Suster attended Western Reserve University, receiving a Bachelor of Arts degree in history and economics in 1964. He then earned a Doctorate of Jurisprudence from Case Western Reserve University School of Law in 1967, and was elected to their Society of Benchers. (Note: In 1967, the separate schools of Western Reserve University and Case Institute of Technology formally merged into one school named Case Western Reserve University.) While at the law school, he worked in the U.S. Postal Service on nights and weekends. He was admitted to the Ohio State Bar in 1967, and was in private general practice from 1970 until he became a judge in 1995. He was an Assistant Law Director for the City of Cleveland, an Assistant Cuyahoga County Prosecutor, and a bar examiner for the state of Ohio.
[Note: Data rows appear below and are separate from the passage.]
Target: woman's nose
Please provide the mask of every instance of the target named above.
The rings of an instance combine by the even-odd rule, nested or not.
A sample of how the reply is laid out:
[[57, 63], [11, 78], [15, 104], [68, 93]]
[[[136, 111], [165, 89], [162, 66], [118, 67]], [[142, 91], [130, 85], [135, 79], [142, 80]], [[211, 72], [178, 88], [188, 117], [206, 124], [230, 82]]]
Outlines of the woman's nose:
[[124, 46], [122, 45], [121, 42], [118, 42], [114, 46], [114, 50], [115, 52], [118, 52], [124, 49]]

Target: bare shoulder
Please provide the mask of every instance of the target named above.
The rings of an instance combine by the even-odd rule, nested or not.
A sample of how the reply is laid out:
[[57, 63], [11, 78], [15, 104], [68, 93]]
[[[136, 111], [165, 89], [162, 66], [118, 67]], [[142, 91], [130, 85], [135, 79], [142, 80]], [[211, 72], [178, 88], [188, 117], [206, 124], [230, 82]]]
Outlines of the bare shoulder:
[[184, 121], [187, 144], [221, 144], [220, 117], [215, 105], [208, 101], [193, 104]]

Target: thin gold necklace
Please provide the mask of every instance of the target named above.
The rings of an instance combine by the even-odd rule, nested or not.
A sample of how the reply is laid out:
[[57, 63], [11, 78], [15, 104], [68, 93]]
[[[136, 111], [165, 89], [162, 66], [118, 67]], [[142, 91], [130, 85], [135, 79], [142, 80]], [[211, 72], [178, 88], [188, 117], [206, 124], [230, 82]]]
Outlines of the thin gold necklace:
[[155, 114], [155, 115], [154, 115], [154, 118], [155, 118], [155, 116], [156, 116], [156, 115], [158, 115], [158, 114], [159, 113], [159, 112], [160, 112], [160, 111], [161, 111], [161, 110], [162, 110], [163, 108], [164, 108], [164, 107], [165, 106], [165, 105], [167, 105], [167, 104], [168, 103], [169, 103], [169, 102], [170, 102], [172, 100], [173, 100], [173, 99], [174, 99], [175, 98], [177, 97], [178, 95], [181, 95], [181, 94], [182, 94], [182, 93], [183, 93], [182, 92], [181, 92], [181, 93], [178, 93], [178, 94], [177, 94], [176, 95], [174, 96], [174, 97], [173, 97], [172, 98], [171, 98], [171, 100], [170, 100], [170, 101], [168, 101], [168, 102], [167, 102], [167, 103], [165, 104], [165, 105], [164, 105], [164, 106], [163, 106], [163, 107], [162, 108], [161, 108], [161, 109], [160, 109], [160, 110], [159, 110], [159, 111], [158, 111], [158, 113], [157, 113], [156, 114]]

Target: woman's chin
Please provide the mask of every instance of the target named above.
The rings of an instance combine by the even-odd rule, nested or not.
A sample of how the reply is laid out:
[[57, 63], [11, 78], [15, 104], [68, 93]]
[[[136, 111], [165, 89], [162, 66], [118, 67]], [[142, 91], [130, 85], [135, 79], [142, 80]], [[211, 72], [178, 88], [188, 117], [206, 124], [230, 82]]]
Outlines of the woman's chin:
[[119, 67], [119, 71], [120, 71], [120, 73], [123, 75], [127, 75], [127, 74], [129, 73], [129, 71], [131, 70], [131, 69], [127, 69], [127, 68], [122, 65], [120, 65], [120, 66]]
Suster was a member of the Ohio State Bar Association. He served as a Special Assistant Ohio Attorney General from 1971 to 1980, under William J. Brown.

==Career in government==
Suster was elected to the 114th Ohio House of Representatives in 1980 as a member of the Democratic Party, representing the 18th district. He took his seat in 1981. He was reelected in 1982 representing the 19th district, due to redistricting after the 1980 United States census. He retained that seat until 1993, when he won election in the 14th district. During his tenure in the House of Representatives, he served as chairman of four House committees: House Ethics (1983–84), Civil & Commercial Law (1985–86), Financial Institutions (1987–90), and Judiciary & Criminal Justice (1993–94). All four districts he served in were located in eastern Cuyahoga County.

In 1995, he resigned from the House of Representatives when he was appointed to the Cuyahoga County Court of Common Pleas by Governor George Voinovich. He was a judge in the court's General Division until his mandatory retirement at age 70 in 2012, though he occasionally was assigned to adjudicate further cases. Among other notable cases, he presided over the 2000 wrongful imprisonment civil case regarding the late Dr. Sam Sheppard.

Suster was the Democratic candidate in the 1998 Ohio Supreme Court election. He received 781,103 votes, but lost to the incumbent Republican Paul Pfeifer (who received 1,947,916 votes).

==Personal life and death==
Suster married Patricia Hocevar on July 19, 1974, at St. Paschal Baylon Parish in Highland Heights, Ohio. They have three children and seven grandchildren.

Ron Suster died on January 15, 2024, at the age of 81. He is buried at All Souls Cemetery in Chardon, Ohio.